The 43-year-old Englishman led by two strokes before stumbling at the end, while Mickelson rolled in a 16-footer for birdie at the last to join him with a four-under 67.
Former world number one Westwood was generally pleased with his performance, though he was punished a couple of times when his ball carried further than expected in the thin air more than 2200 metres (7200 feet) above sea level.
"I played great," Westwood told Golf Channel. "It's a tricky golf course. It's hard work playing at altitude.
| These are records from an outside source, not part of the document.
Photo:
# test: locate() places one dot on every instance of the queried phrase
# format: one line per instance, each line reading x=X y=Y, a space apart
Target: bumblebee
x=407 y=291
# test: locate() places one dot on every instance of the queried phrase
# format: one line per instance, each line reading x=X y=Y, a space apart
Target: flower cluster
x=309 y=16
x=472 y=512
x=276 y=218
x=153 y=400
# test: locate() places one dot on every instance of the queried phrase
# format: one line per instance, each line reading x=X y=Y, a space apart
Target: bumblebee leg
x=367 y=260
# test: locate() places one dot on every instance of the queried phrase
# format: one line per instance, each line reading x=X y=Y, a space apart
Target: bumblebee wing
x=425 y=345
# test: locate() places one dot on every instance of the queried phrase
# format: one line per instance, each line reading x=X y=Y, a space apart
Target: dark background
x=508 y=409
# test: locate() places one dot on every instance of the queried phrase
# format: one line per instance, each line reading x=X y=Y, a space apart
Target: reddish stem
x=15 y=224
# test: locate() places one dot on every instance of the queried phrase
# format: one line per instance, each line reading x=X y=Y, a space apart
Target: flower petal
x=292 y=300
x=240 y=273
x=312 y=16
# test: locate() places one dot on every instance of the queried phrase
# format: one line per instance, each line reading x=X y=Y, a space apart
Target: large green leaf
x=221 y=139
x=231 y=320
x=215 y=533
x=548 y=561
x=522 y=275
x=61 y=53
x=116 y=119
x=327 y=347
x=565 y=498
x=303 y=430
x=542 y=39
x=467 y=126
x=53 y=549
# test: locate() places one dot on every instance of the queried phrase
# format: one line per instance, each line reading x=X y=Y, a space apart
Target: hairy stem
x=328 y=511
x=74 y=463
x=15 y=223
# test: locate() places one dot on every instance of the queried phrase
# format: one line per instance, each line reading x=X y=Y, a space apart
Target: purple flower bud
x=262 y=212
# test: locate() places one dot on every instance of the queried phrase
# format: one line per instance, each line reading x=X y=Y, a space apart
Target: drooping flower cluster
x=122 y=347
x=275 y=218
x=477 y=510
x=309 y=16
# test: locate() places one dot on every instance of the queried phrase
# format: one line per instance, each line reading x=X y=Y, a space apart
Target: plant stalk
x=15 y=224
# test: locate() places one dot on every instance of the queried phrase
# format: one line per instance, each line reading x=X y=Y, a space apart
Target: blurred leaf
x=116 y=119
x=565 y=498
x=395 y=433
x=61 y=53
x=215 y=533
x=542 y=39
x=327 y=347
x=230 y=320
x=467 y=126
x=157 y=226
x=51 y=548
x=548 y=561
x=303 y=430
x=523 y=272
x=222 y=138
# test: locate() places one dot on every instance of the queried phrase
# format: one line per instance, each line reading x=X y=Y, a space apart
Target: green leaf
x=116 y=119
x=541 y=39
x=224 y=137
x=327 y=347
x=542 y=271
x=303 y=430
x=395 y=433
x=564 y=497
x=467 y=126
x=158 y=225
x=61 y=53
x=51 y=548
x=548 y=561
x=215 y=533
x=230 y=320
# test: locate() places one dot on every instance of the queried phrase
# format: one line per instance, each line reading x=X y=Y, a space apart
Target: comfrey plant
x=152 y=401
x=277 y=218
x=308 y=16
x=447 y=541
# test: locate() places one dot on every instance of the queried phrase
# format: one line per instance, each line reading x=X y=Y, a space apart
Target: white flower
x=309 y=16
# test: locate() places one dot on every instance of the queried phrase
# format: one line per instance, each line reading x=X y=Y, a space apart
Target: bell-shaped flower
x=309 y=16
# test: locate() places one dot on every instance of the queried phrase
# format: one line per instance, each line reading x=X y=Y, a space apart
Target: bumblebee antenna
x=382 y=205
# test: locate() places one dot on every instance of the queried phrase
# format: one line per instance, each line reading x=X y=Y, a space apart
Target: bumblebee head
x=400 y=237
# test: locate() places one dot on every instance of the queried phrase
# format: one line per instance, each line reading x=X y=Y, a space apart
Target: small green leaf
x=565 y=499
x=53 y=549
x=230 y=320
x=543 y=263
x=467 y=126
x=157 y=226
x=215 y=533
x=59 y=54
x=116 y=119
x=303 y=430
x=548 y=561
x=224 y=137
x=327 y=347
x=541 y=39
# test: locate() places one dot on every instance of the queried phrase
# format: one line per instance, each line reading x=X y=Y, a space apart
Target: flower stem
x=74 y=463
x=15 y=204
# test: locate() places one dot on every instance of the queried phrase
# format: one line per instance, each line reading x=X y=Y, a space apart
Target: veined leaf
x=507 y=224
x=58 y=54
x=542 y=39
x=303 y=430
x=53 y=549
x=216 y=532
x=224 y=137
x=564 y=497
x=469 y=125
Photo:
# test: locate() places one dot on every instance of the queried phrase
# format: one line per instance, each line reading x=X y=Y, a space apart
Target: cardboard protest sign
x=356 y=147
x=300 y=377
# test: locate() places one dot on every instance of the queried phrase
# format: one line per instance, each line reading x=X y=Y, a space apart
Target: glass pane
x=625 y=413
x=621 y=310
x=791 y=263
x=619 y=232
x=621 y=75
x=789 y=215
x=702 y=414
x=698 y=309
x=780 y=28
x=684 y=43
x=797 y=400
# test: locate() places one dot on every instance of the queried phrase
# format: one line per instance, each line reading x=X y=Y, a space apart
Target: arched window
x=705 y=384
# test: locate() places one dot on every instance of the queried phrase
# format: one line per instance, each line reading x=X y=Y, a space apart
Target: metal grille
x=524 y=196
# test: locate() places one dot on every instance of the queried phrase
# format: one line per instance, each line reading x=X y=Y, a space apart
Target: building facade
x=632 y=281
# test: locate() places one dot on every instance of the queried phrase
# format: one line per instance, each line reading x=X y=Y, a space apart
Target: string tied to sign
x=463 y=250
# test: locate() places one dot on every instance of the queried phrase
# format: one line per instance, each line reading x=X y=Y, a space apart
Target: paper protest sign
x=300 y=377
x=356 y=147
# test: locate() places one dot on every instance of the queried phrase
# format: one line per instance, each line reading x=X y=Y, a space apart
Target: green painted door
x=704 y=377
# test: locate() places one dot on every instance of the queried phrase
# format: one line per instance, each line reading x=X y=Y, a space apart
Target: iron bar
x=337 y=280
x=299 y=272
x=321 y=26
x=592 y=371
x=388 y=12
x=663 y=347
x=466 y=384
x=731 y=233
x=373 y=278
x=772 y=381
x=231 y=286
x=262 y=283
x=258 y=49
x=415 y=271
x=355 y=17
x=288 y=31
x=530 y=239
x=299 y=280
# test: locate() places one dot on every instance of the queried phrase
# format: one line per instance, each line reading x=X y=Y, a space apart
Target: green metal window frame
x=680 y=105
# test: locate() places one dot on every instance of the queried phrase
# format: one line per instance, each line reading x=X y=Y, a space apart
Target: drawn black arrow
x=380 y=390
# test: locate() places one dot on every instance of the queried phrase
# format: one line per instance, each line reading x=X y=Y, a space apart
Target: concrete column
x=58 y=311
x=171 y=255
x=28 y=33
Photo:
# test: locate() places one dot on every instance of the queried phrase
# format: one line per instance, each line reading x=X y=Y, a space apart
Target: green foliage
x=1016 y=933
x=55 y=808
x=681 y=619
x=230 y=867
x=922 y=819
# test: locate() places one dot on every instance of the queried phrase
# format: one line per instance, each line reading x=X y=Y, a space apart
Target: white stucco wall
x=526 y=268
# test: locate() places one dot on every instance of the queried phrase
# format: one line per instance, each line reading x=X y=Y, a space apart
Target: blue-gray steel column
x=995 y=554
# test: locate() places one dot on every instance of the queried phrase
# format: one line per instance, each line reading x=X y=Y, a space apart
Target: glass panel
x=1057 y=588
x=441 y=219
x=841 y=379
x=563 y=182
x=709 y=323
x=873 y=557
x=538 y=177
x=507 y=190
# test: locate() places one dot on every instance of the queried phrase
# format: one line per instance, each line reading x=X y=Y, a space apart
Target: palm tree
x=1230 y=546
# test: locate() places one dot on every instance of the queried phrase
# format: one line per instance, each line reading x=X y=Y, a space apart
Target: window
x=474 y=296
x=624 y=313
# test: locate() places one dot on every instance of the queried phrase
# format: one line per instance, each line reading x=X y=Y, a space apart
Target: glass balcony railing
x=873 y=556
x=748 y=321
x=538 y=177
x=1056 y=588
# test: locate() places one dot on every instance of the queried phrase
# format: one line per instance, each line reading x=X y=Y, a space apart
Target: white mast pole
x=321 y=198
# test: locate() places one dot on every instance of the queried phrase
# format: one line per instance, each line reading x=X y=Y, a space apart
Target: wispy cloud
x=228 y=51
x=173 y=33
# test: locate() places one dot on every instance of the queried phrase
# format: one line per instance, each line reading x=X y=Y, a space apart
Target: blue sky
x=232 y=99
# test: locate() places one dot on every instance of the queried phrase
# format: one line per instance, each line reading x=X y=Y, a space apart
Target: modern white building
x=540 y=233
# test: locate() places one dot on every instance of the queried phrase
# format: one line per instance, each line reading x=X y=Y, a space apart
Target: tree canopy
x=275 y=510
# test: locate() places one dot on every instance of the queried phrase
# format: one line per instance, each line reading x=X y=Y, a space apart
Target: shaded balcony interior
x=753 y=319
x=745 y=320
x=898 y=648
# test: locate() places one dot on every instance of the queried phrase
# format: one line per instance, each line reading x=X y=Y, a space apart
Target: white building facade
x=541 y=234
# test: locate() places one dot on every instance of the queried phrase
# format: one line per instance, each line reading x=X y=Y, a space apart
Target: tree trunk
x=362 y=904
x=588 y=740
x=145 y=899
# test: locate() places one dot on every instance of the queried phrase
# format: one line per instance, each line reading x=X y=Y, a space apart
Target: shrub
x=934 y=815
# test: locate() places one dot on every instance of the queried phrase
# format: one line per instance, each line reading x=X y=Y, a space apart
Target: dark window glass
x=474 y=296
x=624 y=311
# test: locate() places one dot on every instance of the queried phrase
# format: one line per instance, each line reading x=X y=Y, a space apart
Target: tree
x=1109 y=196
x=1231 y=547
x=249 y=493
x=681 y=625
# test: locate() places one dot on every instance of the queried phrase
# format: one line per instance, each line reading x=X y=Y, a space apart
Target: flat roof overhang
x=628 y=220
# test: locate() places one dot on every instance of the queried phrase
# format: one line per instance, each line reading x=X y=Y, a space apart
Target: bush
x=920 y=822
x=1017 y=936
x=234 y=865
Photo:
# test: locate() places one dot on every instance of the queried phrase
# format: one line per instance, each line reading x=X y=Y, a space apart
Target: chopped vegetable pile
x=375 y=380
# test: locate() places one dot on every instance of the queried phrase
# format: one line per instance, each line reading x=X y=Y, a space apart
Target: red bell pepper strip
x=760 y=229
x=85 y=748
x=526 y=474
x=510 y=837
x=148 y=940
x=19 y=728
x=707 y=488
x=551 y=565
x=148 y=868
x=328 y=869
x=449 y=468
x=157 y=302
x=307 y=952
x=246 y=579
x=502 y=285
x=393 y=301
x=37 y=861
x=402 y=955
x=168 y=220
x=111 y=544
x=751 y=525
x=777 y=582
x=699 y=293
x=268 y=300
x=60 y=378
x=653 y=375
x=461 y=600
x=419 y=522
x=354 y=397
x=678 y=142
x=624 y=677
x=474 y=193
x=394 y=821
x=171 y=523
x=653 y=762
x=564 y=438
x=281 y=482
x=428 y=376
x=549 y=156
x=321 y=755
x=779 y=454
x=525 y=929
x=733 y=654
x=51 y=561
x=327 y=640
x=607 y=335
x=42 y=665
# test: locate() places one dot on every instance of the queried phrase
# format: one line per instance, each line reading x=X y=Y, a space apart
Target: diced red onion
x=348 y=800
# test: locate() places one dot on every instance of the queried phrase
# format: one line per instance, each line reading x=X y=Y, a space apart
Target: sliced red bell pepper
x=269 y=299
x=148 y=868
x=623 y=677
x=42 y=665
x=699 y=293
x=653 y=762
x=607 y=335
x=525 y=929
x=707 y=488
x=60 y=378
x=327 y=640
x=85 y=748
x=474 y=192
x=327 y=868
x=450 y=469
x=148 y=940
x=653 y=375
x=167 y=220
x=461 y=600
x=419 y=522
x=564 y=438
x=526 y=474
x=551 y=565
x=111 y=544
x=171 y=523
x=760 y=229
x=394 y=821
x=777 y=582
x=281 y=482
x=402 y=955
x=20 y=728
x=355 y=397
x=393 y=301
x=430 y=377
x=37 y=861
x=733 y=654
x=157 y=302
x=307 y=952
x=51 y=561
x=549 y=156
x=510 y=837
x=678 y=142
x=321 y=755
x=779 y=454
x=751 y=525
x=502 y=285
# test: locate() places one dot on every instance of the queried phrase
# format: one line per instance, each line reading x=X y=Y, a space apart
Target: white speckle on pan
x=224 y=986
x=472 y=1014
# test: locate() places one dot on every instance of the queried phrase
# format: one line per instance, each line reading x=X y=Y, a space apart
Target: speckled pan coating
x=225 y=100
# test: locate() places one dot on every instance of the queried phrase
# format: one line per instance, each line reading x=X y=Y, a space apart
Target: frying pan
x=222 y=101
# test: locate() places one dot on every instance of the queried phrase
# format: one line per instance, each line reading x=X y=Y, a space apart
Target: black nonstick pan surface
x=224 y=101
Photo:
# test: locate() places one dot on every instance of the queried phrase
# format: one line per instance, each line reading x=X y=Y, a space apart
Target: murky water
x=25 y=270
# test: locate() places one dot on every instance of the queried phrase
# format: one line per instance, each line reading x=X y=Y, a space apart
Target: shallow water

Occasionally one just goes ballistic and you end up in a nightmare of a spot."
Mickelson also spoke about how far he was hitting the ball after his birdie finish left him atop a leaderboard that also included PGA Championship winner Jimmy Walker, fellow American Ryan Moore, Englishman Ross Fisher and young Spaniard Jon Rahm.
The six-way tie for the lead marked a record for a World Golf Championships stroke play event dating back to the inception of the series in 1999.
"This is an incredible challenge for all of us," Mickelson said about the heavily tree-lined course, adding that he could hit a nine-iron more than 180 yards.
"At sea level I might hit a nine-iron 150 yards. If I need to hit it a little harder I might be able to get 155 out of it. Let's say I hit it 170 here, if I want to get a little more out of it, I can get 10-to-15 more yards, I can hit it 180, 185."
Rory McIlroy, in his first competitive round after a six-week layoff due to a rib injury, was among seven players one shot from the lead.
"My first full competitive round today and I didn't feel it at all," world number three McIlroy said about his ribs. The Northern Irishman was more concerned about an upset stomach that he said left him feeling a bit weak during the round.
Sweden's British Open champion Henrik Stenson fell foul of the same condition and withdrew after 11 holes, leaving 76 players in the elite field that boasted 49 of the top 50 in the world, with only number two Jason Day (ill) absent.
American Dustin Johnson, making his first start as world number one, shot 70 despite missing seven putts within seven feet.
"Obviously, I didn't score very well at all, but I played really well," the long-hitting Johnson said. "I missed so many putts, short ones. Six of those seven were inside five feet."